Saiba onde investir os valores da sua reserva de emergência
A escolha do investimento para “guardar” o que você “poupou” é muito importante.
Aliás, este é um dos pontos mais críticos sobre como reconstruir sua reserva de emergência.
E isso é importante porque o objetivo desse dinheiro é a segurança e a disponibilidade imediata.
Sendo assim, você não deve buscar riscos elevados, mesmo assim, dá para escolher boas opções, ainda mais com a Selic em 15%.
Dessa forma, bora ver algumas opções de onde reconstruir sua reserva de emergência:
Tesouro Selic:
É a opção mais segura, pois oferece liquidez diária e acompanha a taxa básica de juros.
CDBs de Liquidez Diária:
Há CDBs que rendem 100% ou até 110% do CDI.

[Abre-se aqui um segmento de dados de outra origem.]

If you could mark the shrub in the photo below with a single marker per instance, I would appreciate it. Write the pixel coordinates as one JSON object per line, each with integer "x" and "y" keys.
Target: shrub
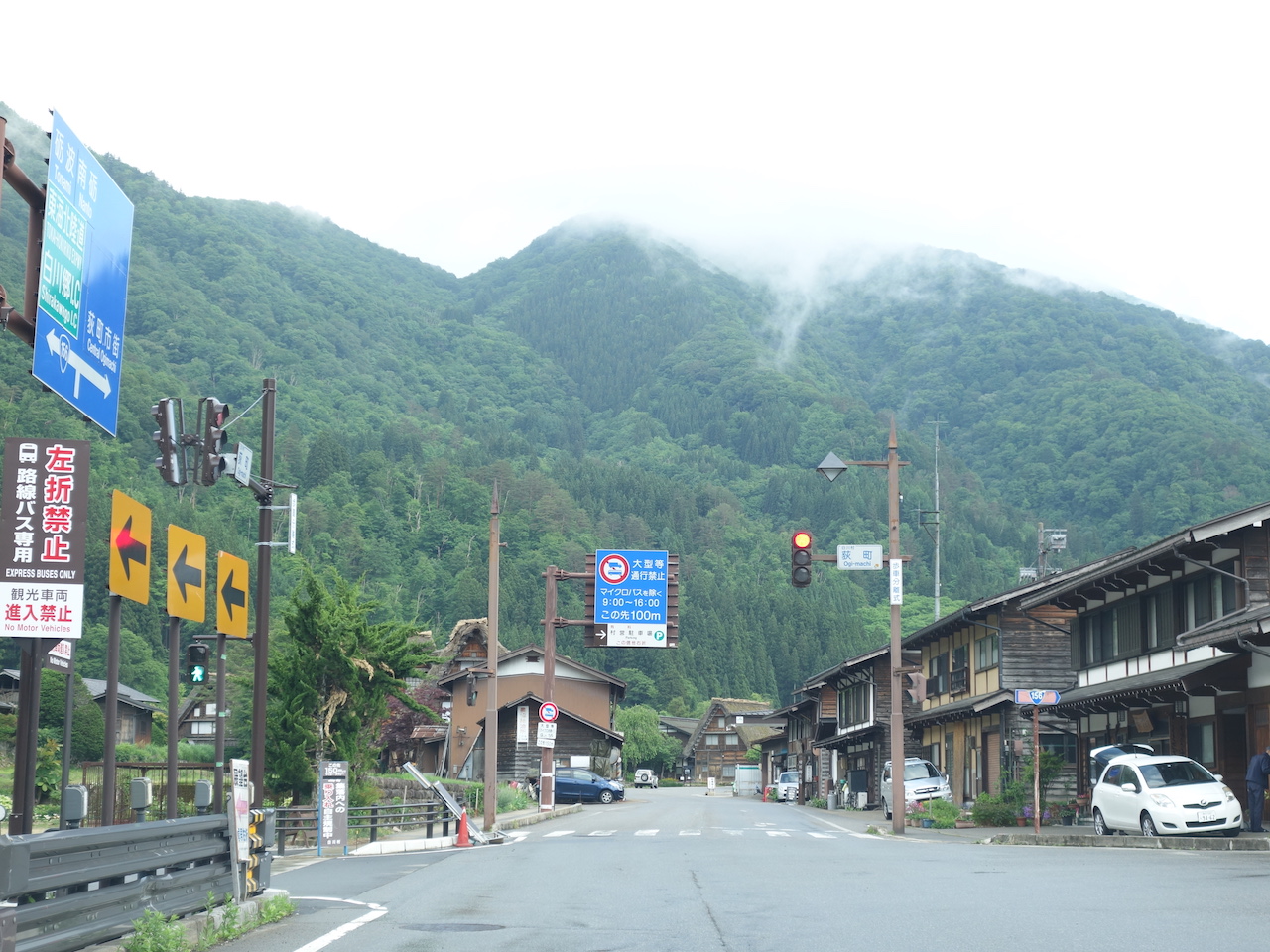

Mas, neste caso, confira se a instituição possui garantia do Fundo Garantidor de Créditos (FGC).
Fundos DI:
Não estamos dando dicas de investimentos, mas os fundos com taxa de administração zero (ou quase), podem ser uma boa opção para o caso – em títulos públicos.
Não pule etapas para reconstruir sua reserva de emergência
Nos encaminhamos para o final do post, então, uma dica de ouro é antecipar um erro comum que pode também ocorrer com você.
E qual é esse erro? É acreditar que você só deve voltar a poupar se tiver grandes quantias.
A reconstrução da reserva é uma maratona, ou seja, deve ser de médio a longo prazo, por isso, é preciso constância.
Além disso, é importante dar o primeiro passo, depois, com o tempo, conforme você ajusta seu orçamento ou recebe rendas extras, os aportes podem ir aumentando.
Dessa forma, uma das estratégias mais valiosas para esse assunto é: não pular etapas.
Você não deve ficar ansioso para voltar a investir em projetos de longo prazo, como aposentadoria ou compra de bens.
Não. Comece devagar, pois se uma nova emergência surgir enquanto você está com todo o seu dinheiro preso no longo prazo, você cairá nos juros altos do empréstimo.
Então, foque 100% da sua capacidade de poupança na reserva até que ela atinja, pelo menos, três meses (ou seis) do seu custo de vida.